The question that divides security maturity isn't "will you be breached." It's "when breached, how fast and correctly can you act." Perfect defense doesn't exist. So top-tier organizations stand on the premise that "a breach will certainly happen" and invest in preparation to not panic at that moment.
The global standard for that preparation is NIST's SP 800-61. An important caveat — this guidance was significantly revamped in April 2025 (Rev.3). The four independent phases that many old articles explain — "preparation → detection & analysis → containment, eradication & recovery → post-incident activity" — are the Rev.2 (old) framework. This article explains incident-response design faithful to the latest Rev.3, with real code.
This article's positioning: it's the core skill carrying NIST CSF 2.0's "Respond" and "Recover." For the occupation as a whole, see how to become a security engineer; for the pre-response stage (detection that notices anomalies), log design / detection engineering; for automated response (SOAR) on AWS, GuardDuty automated incident response.
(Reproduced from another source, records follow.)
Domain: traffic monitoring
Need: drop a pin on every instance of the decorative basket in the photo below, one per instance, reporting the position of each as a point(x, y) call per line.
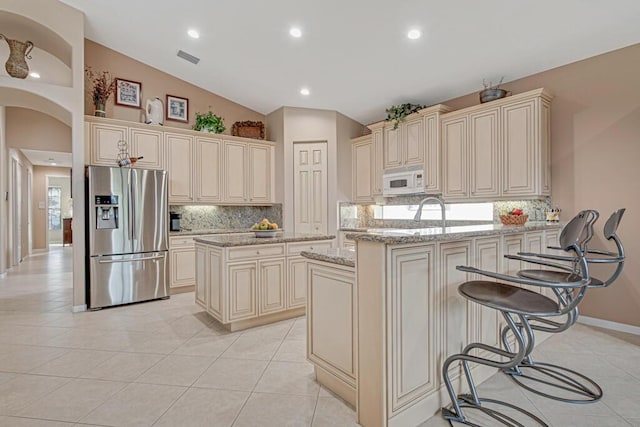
point(514, 219)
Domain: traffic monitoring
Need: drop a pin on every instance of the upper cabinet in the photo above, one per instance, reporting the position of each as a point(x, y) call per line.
point(498, 150)
point(202, 168)
point(415, 142)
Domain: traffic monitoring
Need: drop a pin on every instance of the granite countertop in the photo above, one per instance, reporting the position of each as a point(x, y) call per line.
point(417, 235)
point(279, 237)
point(342, 256)
point(209, 231)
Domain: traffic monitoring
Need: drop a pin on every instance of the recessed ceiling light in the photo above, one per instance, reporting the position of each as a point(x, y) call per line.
point(414, 34)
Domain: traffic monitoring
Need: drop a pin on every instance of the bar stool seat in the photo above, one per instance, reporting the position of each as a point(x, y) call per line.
point(556, 276)
point(504, 297)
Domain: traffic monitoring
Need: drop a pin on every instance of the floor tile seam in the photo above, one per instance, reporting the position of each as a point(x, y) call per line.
point(71, 423)
point(137, 380)
point(170, 406)
point(120, 390)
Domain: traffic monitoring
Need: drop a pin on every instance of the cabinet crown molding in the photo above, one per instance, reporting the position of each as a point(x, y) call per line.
point(173, 130)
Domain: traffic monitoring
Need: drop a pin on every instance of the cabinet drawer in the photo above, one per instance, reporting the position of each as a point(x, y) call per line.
point(297, 247)
point(177, 242)
point(256, 251)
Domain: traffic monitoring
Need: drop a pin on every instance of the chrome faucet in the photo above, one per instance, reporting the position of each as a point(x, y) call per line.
point(431, 199)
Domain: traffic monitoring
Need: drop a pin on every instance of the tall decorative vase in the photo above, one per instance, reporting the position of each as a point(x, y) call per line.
point(100, 112)
point(19, 52)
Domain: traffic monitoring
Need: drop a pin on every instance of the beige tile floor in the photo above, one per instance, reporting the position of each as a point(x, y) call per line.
point(166, 363)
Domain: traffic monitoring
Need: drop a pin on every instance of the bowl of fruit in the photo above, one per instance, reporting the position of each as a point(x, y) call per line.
point(265, 228)
point(514, 217)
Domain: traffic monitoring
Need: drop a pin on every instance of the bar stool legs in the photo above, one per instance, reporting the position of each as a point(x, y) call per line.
point(471, 401)
point(563, 384)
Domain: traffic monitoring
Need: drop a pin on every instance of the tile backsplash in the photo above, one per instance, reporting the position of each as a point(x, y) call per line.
point(225, 217)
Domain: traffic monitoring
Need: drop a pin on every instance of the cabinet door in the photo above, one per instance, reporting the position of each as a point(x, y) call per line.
point(392, 146)
point(332, 320)
point(202, 279)
point(216, 290)
point(458, 322)
point(412, 134)
point(104, 143)
point(296, 282)
point(484, 140)
point(378, 162)
point(520, 134)
point(412, 309)
point(361, 173)
point(488, 257)
point(208, 169)
point(235, 172)
point(433, 154)
point(183, 267)
point(242, 290)
point(259, 173)
point(148, 144)
point(455, 158)
point(180, 167)
point(512, 244)
point(272, 286)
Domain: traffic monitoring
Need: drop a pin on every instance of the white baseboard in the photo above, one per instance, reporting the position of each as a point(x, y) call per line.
point(607, 324)
point(79, 308)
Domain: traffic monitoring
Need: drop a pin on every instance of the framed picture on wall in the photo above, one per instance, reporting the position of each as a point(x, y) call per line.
point(128, 93)
point(177, 108)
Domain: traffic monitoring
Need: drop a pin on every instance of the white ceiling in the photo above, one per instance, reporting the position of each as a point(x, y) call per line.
point(47, 158)
point(354, 54)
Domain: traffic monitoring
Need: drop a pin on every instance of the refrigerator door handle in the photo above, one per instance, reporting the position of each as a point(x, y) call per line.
point(111, 261)
point(133, 201)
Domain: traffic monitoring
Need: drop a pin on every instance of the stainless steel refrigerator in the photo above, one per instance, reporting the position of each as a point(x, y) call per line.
point(127, 235)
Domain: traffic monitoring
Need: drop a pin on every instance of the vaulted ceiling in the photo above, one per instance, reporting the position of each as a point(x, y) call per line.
point(354, 56)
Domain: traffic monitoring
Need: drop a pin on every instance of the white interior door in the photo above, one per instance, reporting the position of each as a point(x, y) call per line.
point(16, 218)
point(310, 187)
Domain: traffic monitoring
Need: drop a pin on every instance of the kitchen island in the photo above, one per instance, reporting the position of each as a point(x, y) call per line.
point(409, 316)
point(244, 281)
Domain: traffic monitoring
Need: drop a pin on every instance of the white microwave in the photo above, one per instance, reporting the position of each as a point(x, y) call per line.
point(396, 182)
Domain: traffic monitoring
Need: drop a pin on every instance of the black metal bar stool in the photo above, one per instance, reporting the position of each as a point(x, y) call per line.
point(546, 379)
point(516, 304)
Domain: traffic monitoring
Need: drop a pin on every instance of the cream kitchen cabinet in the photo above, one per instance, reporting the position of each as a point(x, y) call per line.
point(248, 173)
point(180, 167)
point(362, 158)
point(202, 168)
point(182, 262)
point(332, 326)
point(498, 150)
point(105, 137)
point(208, 188)
point(526, 145)
point(247, 285)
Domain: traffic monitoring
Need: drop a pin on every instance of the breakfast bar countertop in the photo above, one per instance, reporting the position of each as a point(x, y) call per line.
point(209, 231)
point(418, 235)
point(341, 256)
point(279, 237)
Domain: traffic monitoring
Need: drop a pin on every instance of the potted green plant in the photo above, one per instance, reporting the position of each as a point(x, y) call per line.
point(399, 112)
point(209, 122)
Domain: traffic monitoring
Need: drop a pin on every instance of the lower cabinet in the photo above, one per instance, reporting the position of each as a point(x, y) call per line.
point(332, 331)
point(248, 285)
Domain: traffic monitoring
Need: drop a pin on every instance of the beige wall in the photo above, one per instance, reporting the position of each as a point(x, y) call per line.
point(39, 220)
point(595, 134)
point(293, 125)
point(156, 83)
point(36, 130)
0. NIST "revamped" incident response — Rev.3's new framework
NIST SP 800-61 Rev.3 (finalized April 2025) replaced the old "Computer Security Incident Handling Guide." The biggest change is that it redefined incident response not as an independent process but as part of CSF 2.0 risk management (a Community Profile).
Why change it? NIST explains it like this — the "concrete way" of incident response differs greatly by technology, environment, and organization, and changes fast. So they stopped binding it as a fixed procedure manual and instead show it as "outcomes" aligned with CSF 2.0's functions.
The new framework organizes CSF's six functions into two groups.
| Group | CSF function | Meaning in incident response |
|---|---|---|
| Preparation | Govern | Define policy, roles, responsibilities, supply chain |
| Identify | Grasp assets, risks, vulnerabilities | |
| Protect | Take defensive measures to make damage less likely | |
| Incident Response | Detect | Discover, analyze, and triage incidents |
| Respond | Contain, eradicate, and notify stakeholders | |
| Recover | Return to normal operations, strengthen monitoring | |
| Lessons Learned | Identify: Improvement | Feed learnings back into the next "preparation" |
This cycle is the core — preparation → detection → response → recovery → lessons → and lessons strengthen the next preparation. Incident response became not a one-off firefight but a risk-management loop the organization keeps running. Below, let's look at the practice along this flow.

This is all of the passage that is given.